Trois coupes Stanley, deux Conn-Smythe, deux Maurice-Richard et deux Hart plus tard, disons que les «Pens» doivent être entièrement satisfaits de cette signature. D’ailleurs, Crosby est à la recherche d’une nouvelle entente, puisque celle qu’il écoule actuellement prendra fin au terme de la saison 2024-2025.

5- Ilya Kovalchuk, Devils du New Jersey, 102 millions $
Il s’agit certainement du contrat le plus loufoque de l’histoire. L’attaquant Ilya Kovalchuk, qui a aussi enfilé le chandail du CH le temps de quelques matchs en 2020, a signé en 2010 un contrat de 17 ans et 102 millions $ avec les Devils du New Jersey qui n’aura duré que... deux jours. La LNH a refusé le contrat, jugeant qu’il ne respectait pas les règles de la convention collective.
Finalement, les Devils et Kovalchuk se sont plutôt entendus sur un montant de 100 millions $ pour 15 ans.
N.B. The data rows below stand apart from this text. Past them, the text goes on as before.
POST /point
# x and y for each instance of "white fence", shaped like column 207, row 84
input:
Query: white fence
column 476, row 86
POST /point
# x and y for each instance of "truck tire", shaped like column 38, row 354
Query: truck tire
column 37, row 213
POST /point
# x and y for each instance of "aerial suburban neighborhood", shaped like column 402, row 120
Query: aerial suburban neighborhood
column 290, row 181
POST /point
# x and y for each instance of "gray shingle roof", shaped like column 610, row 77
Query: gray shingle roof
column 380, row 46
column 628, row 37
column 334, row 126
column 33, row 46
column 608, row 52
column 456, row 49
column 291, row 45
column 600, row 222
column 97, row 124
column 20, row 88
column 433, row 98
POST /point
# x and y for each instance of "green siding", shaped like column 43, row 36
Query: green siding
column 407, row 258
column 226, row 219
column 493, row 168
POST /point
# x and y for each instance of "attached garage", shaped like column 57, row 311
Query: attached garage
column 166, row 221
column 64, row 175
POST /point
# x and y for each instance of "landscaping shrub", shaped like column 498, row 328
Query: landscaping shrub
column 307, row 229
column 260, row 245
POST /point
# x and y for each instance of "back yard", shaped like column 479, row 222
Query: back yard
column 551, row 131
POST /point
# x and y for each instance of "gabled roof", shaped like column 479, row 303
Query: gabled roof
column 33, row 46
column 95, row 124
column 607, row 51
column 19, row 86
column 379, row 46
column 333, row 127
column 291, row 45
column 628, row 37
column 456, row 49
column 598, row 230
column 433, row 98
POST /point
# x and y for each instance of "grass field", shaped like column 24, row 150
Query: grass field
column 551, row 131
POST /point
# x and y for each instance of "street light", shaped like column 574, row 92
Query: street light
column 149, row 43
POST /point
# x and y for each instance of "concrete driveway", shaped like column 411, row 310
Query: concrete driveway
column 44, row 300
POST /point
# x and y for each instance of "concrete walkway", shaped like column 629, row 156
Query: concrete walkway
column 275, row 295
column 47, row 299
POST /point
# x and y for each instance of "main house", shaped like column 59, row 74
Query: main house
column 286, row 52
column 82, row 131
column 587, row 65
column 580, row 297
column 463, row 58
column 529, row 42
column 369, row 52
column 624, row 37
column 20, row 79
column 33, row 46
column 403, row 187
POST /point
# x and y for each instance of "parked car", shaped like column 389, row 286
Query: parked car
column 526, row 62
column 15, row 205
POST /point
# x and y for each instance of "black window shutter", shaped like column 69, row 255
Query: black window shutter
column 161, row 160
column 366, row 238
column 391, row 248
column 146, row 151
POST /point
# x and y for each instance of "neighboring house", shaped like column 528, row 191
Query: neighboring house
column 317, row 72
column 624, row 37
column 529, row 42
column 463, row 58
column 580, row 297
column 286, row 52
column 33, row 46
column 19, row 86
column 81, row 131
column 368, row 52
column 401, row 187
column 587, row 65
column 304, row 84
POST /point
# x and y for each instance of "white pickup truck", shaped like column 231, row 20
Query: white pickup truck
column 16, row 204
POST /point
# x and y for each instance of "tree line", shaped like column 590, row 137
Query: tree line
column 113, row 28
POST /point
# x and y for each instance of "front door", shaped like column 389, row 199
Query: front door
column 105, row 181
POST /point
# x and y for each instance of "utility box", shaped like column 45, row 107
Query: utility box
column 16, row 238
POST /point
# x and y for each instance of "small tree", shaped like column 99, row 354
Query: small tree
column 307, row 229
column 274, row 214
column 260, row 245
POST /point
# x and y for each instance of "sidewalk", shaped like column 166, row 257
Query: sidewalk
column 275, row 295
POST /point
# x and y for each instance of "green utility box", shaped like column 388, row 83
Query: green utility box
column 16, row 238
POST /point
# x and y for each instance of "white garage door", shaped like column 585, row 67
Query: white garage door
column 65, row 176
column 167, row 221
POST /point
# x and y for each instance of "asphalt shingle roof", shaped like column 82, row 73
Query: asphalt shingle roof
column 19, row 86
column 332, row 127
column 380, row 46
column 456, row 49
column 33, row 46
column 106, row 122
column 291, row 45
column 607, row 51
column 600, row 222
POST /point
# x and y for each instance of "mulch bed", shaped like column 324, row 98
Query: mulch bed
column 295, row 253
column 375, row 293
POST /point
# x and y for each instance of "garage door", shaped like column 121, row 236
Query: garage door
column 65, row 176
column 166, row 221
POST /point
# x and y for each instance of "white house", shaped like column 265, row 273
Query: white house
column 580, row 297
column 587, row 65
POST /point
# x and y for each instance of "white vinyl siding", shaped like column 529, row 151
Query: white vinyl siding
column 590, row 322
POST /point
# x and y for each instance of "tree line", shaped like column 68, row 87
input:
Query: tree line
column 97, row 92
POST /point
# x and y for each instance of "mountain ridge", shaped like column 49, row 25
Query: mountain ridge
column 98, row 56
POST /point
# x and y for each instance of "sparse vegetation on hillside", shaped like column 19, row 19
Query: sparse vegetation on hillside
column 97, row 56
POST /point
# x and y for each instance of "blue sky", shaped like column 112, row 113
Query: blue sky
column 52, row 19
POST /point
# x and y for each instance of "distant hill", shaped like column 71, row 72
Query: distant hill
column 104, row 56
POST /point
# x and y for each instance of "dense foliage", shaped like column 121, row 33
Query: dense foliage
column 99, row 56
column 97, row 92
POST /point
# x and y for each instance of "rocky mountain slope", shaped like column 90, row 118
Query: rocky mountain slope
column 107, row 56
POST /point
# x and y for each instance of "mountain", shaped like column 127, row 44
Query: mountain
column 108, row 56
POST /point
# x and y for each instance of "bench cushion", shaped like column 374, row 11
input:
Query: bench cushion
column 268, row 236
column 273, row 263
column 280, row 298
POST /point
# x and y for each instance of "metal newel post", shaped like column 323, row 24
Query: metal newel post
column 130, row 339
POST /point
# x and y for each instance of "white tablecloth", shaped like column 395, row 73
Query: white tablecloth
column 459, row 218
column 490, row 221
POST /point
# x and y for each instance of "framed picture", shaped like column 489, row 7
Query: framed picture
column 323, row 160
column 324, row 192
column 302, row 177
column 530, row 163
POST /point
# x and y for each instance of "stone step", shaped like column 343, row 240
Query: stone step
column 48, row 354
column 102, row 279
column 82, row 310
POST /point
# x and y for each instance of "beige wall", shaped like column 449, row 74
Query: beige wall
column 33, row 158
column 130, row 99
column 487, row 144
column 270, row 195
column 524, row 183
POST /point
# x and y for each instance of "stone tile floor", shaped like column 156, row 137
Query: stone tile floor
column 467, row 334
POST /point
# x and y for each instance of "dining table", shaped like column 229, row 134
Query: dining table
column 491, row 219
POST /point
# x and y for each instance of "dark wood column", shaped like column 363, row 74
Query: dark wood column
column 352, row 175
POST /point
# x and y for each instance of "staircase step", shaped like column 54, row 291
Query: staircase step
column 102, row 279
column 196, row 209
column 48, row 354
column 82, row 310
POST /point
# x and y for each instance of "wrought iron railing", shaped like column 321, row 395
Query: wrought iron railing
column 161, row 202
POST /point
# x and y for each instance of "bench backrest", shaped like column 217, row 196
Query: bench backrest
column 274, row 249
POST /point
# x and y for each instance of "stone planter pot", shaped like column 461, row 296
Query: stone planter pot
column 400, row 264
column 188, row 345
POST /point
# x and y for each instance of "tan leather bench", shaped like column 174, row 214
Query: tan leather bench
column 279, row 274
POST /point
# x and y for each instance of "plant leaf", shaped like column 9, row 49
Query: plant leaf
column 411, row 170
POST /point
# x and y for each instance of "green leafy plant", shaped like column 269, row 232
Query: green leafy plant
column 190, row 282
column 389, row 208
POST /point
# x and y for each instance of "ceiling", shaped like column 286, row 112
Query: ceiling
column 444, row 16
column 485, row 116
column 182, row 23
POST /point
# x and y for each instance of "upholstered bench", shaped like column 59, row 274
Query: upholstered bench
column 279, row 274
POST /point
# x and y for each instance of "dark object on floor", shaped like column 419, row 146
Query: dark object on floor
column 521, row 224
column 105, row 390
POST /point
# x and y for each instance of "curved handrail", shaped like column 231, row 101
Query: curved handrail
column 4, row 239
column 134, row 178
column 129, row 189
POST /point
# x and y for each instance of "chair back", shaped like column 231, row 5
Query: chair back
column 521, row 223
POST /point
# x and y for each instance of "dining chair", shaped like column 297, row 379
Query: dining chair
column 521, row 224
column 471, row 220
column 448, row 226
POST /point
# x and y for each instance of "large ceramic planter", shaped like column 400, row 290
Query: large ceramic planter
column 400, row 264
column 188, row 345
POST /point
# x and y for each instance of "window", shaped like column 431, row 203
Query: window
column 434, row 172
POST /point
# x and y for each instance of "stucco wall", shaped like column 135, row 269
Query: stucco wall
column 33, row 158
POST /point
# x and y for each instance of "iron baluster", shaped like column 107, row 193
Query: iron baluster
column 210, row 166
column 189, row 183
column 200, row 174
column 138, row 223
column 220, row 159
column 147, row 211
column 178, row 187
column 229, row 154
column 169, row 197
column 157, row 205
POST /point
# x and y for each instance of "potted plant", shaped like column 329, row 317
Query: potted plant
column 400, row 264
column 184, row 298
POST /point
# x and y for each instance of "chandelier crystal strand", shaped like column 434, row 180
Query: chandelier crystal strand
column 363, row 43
Néanmoins, trois saisons plus tard, l’ancien des Thrashers d’Atlanta a surpris tout le monde en annonçant sa retraite pour retourner jouer dans la Ligue continentale de hockey, en Russie, laissant ainsi 77 millions $ dans les placards.
Il a finalement fait un retour dans la LNH en 2018 avec les Kings de Los Angeles, mais son aventure californienne n’a duré qu’une saison et demie, puisqu’il a vu le club l’envoyer au ballottage dans le but de mettre fin à son contrat de 18,7 millions $ sur trois saisons en décembre 2019.
Kovalchuk a cependant connu une carrière plus qu’aboutie, amassant 443 buts et 433 aides pour 876 points en 926 rencontres.